Presented on: 11/7/2004
The Oklo-Okélobondo and Bangombé uranium deposits, in Gabon, Africa, host Earth’s only known natural nuclear fission reactors, which operated ~2 Ga. The uraninite (UO2) in the Okélobondo reactor zone (500 m depth) has been studied as a means by which to constrain the source term of fission product and actinides elements produced during reactor operation. The source term depends on the neutronic parameters of the reactor, which include the neutron energy spectrum, reactor flux and reactor operation duration. Reactor operation has been modeled using a point-source computer simulation (Oak Ridge Isotope Generation and Depletion, ORIGEN, code) for a light water reactor.
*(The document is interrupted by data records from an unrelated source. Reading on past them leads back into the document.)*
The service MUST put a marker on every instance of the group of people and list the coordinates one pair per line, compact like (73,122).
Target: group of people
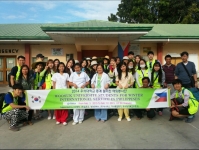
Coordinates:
(129,72)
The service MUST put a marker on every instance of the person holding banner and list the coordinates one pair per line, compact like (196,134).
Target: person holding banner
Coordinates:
(101,81)
(78,79)
(150,111)
(46,75)
(60,81)
(157,80)
(124,80)
(141,72)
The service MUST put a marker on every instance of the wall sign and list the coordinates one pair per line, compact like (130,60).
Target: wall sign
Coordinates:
(57,51)
(8,51)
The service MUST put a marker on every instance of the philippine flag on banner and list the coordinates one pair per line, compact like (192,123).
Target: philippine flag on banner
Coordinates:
(123,49)
(159,98)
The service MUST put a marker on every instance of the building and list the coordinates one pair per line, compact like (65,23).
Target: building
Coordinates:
(94,38)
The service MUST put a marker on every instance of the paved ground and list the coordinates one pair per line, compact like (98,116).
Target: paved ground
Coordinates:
(143,134)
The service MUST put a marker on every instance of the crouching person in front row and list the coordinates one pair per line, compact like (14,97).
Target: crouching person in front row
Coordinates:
(183,103)
(11,110)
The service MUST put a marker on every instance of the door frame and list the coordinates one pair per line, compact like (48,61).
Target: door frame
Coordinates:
(4,70)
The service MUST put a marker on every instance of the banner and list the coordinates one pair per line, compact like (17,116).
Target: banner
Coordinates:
(97,98)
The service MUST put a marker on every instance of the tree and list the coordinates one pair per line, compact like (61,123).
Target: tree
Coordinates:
(157,11)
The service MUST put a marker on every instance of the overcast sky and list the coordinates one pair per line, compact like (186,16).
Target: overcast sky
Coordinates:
(56,11)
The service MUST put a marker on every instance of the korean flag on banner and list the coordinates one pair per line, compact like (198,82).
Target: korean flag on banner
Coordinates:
(159,99)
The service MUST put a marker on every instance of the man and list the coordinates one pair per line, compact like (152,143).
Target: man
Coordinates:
(11,110)
(151,61)
(106,62)
(131,55)
(180,107)
(39,57)
(169,70)
(15,71)
(186,72)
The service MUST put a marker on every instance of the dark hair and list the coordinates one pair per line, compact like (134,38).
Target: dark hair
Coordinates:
(139,68)
(61,63)
(131,53)
(120,71)
(113,58)
(177,81)
(184,53)
(66,68)
(56,60)
(17,86)
(133,69)
(21,74)
(150,52)
(77,64)
(22,57)
(101,66)
(159,73)
(83,61)
(146,78)
(167,56)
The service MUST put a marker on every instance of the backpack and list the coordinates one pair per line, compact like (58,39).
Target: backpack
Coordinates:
(2,99)
(9,83)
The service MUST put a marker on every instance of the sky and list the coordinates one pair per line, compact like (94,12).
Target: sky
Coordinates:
(56,11)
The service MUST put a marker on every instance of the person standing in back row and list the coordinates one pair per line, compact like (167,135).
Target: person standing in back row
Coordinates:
(186,72)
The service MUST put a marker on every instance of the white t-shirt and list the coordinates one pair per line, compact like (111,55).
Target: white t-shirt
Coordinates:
(60,80)
(79,80)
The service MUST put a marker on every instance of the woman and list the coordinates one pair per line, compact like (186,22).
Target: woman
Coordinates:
(102,81)
(141,72)
(150,111)
(27,81)
(124,80)
(137,60)
(56,63)
(78,79)
(69,66)
(60,81)
(47,74)
(157,80)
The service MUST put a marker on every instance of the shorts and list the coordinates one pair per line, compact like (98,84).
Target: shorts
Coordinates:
(184,111)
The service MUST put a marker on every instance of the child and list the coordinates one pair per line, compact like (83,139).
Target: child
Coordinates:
(78,79)
(60,81)
(47,74)
(157,80)
(150,111)
(124,80)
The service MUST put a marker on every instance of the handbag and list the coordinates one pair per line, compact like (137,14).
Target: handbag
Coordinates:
(191,77)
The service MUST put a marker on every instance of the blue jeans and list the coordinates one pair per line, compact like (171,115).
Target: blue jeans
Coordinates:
(101,114)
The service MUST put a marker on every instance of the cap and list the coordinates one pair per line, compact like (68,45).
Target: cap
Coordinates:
(125,57)
(106,57)
(93,63)
(40,55)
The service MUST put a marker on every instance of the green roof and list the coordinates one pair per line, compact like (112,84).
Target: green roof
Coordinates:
(96,25)
(156,31)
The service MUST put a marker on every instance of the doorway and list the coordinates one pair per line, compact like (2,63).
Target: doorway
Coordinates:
(6,64)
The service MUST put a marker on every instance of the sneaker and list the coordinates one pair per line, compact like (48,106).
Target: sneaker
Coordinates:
(128,119)
(14,128)
(49,117)
(119,119)
(74,123)
(160,113)
(65,123)
(57,122)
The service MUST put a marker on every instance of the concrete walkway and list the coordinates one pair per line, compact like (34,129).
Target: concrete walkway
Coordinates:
(137,134)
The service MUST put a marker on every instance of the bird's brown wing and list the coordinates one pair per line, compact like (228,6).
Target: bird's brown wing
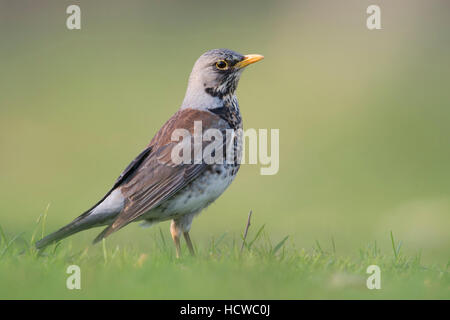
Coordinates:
(158,178)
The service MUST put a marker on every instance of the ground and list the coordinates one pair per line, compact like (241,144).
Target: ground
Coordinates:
(265,269)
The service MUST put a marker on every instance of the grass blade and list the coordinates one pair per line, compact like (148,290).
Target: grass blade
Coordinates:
(279,245)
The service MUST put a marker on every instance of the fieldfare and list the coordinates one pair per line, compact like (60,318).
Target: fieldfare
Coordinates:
(154,187)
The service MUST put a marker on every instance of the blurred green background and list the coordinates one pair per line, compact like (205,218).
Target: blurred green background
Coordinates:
(364,116)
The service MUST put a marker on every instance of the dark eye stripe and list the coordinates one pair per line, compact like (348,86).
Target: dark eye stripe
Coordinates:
(221,65)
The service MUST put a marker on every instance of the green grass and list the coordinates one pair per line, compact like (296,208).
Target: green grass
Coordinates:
(363,119)
(265,269)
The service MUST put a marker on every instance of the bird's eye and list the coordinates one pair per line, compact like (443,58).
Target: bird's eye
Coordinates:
(221,65)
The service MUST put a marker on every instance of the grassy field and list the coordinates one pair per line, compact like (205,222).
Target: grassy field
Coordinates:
(264,269)
(364,130)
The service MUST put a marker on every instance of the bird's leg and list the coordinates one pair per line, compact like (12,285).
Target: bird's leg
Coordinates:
(175,231)
(189,242)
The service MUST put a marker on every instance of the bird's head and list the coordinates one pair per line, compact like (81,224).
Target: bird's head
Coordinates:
(215,76)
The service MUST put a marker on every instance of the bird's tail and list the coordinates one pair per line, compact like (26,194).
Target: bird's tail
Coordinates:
(79,224)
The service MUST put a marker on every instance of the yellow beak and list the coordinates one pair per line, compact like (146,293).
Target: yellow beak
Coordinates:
(249,59)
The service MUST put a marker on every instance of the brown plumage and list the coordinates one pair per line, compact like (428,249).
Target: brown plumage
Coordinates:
(153,187)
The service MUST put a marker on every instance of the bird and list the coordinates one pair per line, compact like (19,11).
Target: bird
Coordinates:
(155,188)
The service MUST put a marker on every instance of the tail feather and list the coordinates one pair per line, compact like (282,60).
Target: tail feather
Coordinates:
(83,222)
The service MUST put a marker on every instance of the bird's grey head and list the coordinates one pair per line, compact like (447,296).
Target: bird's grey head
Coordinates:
(214,78)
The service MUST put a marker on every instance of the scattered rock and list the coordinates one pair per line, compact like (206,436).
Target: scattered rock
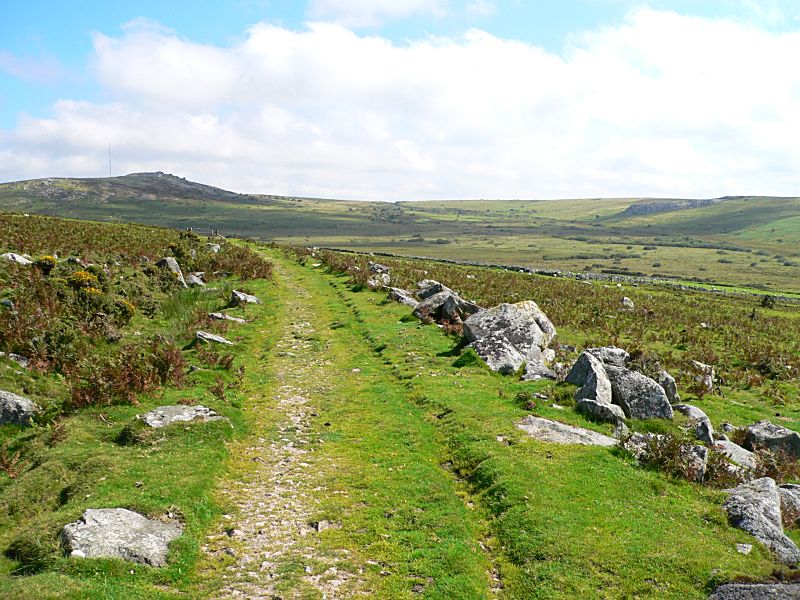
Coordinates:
(772,437)
(194,281)
(667,381)
(755,507)
(736,454)
(403,297)
(15,409)
(499,354)
(226,317)
(167,415)
(703,429)
(16,258)
(694,457)
(240,298)
(790,504)
(611,355)
(588,373)
(536,370)
(704,375)
(120,533)
(169,262)
(639,396)
(559,433)
(757,591)
(602,411)
(204,336)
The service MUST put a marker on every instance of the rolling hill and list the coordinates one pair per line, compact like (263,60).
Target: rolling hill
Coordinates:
(747,241)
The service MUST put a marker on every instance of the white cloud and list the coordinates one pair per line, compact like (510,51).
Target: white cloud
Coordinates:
(661,104)
(42,69)
(480,8)
(371,13)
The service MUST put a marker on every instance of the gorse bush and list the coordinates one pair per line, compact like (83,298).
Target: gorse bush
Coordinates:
(711,328)
(66,314)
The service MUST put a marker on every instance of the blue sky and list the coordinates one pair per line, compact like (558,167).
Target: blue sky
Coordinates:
(62,61)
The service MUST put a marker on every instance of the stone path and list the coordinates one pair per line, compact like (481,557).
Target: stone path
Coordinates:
(275,500)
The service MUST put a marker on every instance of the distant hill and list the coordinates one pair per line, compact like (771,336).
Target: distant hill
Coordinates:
(741,240)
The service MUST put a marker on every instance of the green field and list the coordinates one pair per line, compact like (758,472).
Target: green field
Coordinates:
(408,444)
(741,241)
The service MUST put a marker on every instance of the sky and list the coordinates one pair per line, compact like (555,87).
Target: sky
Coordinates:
(408,99)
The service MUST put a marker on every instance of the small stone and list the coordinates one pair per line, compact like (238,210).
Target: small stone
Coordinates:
(16,409)
(240,298)
(16,258)
(120,533)
(167,415)
(744,548)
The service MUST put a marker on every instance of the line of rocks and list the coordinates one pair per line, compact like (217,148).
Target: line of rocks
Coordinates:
(610,389)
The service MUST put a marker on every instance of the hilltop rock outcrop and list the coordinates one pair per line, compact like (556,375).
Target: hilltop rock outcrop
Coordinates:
(559,433)
(765,434)
(16,409)
(755,507)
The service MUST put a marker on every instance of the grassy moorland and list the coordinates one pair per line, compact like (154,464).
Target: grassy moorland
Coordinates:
(107,337)
(553,522)
(412,451)
(742,241)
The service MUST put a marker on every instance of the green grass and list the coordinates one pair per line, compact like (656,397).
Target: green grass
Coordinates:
(91,468)
(417,454)
(758,234)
The model results have been constrained using secondary ionization mass spectroscopy (SIMS) measurements of fission product isotopes of Nd (143Nd, 144Nd, 145Nd and 146Nd) and Te (125Te, 126Te, 128Te and 130Te), as well as U (235U and 238U) in uraninite from 18 samples distributed across a two-dimensional slice of the reactor zone. The SIMS data were corrected for instrumental mass fractionation using uraninite samples from reactor zone 10 that had been previously characterized by TIMS or ICP-MS. The isotopic compositions of fission product (e.g., 143Nd/144Ndmeasured=0.859 to 0.978 and 125Te/128Temeasured=0.107 to 0.160) and actinide elements in the reactor zone vary significantly from terrestrial values due to fission, spontaneous fission, decay and neutron capture events that occurred during and after reactor operation. Using the constraints placed on the operating conditions by the 235U/238U ratio, the pre-reactor concentrations of Nd (150 ppm ± 75 ppm) and Te (<1 ppm) in uraninite were determined. The final fission product inventories of Nd (90 to 1200 ppm) and Te (10 to 110 ppm) were then calculated as a function of reactor burnup (0.7 to 13.8 GWd/MTU, which corresponds to a range of 235U/238U of 0.0072 to 0.0054). Similarly, the ranges of all other fission products and actinides produced during reactor operation were calculated as a function of burnup and time. These results provide a source term against which the present elemental and decay abundances at the fission reactor can be compared. Furthermore, they provide new constraints on the extent to which a “fossil” nuclear reactor can be characterized on the basis of its isotopic signature.